Mr. Pinter stood abruptly. “I thought I’d pay a call on the newlyweds,” he lied with ease. “But you weren’t here when I arrived.”

Giles’s anger didn’t seem to diminish one jot. “So you thought that my absence gave you leave to get cozy with my wife in my own study?”

“Giles!” Minerva jumped to her feet. “Stop being rude!”

Her husband approached, his eyes narrowing to slits. “I’ll be whatever I want. This is
my
house and
my
study, and you’re
my
wife.”

“This is
our
house,” she said stoutly. “Or so I assumed when you married me.”

“I . . . um . . . should go,” Mr. Pinter said, edging toward the door.

“Good idea,” Giles ground out, still glaring at her. Just as Mr. Pinter started to pass him, however, Giles turned and growled, “If I ever catch you alone with my wife again, I will beat you within an inch of your life, do you understand?”

“Oh, I understand you very clearly, sir,” Mr. Pinter said. But as he turned to head for the door, Minerva caught a glint of amusement in his eyes.

Of course he was amused. Men always found such possessive
posturing amusing in other men. Still, although she’d always thought jealousy a boorish emotion, she found it rather exciting in Giles. It was the first sign that she might mean more to him than just a convenience.

Not that she meant to let him get away with it. As soon as she heard the door close downstairs, she said, “You’re being ridiculous, you know. What are you doing home so early? It’s barely three o’clock.”

That only seemed to anger him further. “The trial ended midday, and fool that I was, I thought I’d come spend time with my wife. Little did I know she had other plans.”

“I do hope you’re not implying that I was doing anything wrong.”

“He was practically in your lap!”

“Nonsense. And I can scarcely believe you’re jealous of Mr. Pinter.”

“I’m not jealous,” Giles said stubbornly.

“Then what do you call this display of masculine temper?”

Giles advanced on her with a brooding gaze, forcing her to back up. “I call it asserting my rights as a husband. You have to admit that you and he were very chummy when I came in.”

“He’s a friend of the family,” she pointed out, not sure whether to be angry or delighted by Giles’s behavior. “We’ve always been cordial.”

“Cordial! Is that what you call it when a man is sitting far too close, whispering in your ear, nearly on the verge of pressing a kiss to your lips?”

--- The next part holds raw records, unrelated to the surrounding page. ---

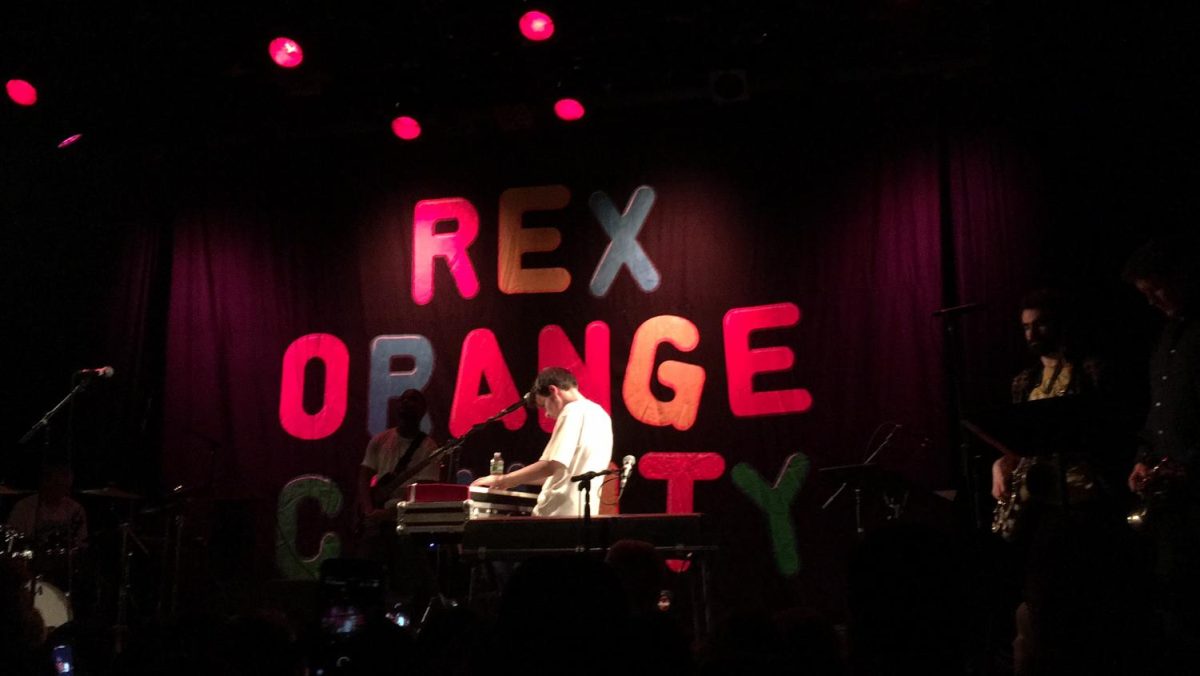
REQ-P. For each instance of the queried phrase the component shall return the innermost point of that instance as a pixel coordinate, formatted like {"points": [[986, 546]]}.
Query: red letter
{"points": [[330, 350], [681, 471], [742, 363], [555, 350], [481, 359], [451, 246]]}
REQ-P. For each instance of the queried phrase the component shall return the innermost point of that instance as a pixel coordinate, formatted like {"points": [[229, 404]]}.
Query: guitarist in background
{"points": [[385, 466], [390, 464]]}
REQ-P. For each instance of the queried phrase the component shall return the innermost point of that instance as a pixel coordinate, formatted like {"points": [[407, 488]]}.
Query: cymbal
{"points": [[111, 491]]}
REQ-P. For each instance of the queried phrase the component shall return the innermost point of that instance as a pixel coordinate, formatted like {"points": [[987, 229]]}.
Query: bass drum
{"points": [[52, 604]]}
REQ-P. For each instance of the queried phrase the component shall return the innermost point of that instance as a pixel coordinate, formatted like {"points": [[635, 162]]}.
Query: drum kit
{"points": [[53, 562]]}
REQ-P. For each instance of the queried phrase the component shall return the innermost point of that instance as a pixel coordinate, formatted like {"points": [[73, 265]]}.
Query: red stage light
{"points": [[537, 25], [406, 127], [569, 109], [22, 93], [286, 52], [70, 141]]}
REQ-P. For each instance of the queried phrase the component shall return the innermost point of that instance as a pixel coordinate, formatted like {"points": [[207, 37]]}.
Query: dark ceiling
{"points": [[155, 72]]}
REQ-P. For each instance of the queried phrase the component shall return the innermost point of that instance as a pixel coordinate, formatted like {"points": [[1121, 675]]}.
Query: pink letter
{"points": [[555, 350], [453, 246], [742, 363], [480, 359], [295, 420]]}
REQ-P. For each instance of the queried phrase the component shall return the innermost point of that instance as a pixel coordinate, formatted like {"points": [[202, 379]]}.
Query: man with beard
{"points": [[1059, 371]]}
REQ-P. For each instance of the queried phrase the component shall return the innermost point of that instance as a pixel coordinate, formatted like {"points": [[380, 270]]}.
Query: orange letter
{"points": [[516, 240], [687, 380], [480, 359]]}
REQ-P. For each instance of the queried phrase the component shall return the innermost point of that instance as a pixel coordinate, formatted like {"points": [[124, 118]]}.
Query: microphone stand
{"points": [[45, 424], [585, 482], [46, 419], [455, 444]]}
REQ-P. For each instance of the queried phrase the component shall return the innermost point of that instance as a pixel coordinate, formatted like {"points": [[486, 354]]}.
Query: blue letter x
{"points": [[623, 250]]}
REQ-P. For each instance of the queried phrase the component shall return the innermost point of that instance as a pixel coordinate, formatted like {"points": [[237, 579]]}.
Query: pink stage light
{"points": [[70, 141], [537, 25], [286, 52], [569, 109], [22, 93], [406, 127]]}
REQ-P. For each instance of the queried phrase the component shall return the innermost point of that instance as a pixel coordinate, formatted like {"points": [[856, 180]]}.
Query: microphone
{"points": [[102, 372], [627, 468], [959, 309], [523, 401]]}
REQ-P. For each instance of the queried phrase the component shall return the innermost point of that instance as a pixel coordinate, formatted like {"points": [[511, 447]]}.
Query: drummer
{"points": [[49, 518]]}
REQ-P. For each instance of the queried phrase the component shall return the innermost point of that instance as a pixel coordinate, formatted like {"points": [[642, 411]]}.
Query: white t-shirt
{"points": [[581, 442], [51, 526], [385, 449]]}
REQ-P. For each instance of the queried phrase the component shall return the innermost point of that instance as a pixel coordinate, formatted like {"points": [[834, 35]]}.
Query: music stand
{"points": [[1043, 428]]}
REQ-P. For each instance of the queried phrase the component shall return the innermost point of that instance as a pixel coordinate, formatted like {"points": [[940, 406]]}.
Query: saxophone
{"points": [[1155, 489], [1007, 514]]}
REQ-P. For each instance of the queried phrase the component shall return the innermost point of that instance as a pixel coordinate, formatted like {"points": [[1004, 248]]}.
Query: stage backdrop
{"points": [[749, 306]]}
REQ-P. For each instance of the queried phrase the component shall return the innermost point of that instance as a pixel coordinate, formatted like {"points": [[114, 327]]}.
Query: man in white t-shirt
{"points": [[581, 442], [394, 452], [51, 518]]}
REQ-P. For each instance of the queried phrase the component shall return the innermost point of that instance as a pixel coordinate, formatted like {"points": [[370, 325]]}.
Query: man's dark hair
{"points": [[556, 376], [1053, 303]]}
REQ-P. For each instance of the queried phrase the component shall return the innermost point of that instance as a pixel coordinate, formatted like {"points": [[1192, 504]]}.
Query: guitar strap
{"points": [[402, 464]]}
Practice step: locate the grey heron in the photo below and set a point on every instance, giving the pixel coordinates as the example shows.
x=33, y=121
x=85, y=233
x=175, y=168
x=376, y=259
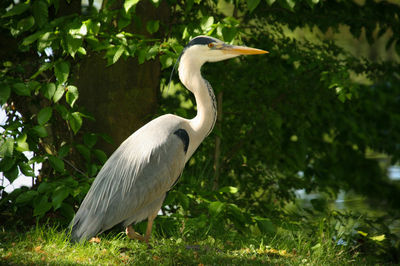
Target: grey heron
x=132, y=184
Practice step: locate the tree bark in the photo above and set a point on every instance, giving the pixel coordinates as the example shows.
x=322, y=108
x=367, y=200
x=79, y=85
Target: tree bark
x=123, y=96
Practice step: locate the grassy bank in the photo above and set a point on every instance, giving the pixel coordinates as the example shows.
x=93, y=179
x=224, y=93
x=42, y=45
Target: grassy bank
x=49, y=246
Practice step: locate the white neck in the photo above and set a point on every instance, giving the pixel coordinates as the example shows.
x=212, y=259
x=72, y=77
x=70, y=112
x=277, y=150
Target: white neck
x=203, y=123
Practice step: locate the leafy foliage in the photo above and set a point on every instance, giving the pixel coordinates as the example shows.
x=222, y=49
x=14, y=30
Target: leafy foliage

She burst into laughter at that outrageous image of the straitlaced Mr. Pinter. “You have quite lost your mind.”

“Have I?” He backed her against his bookshelves with a feverish look on his face. “You were far more friendly with
him than you’ve been with
me
these past few days.” Planting his hands on either side of her shoulders, he leaned in close. “With him you’re easy and comfortable; with me you’re a cool goddess, warning me to keep my distance.”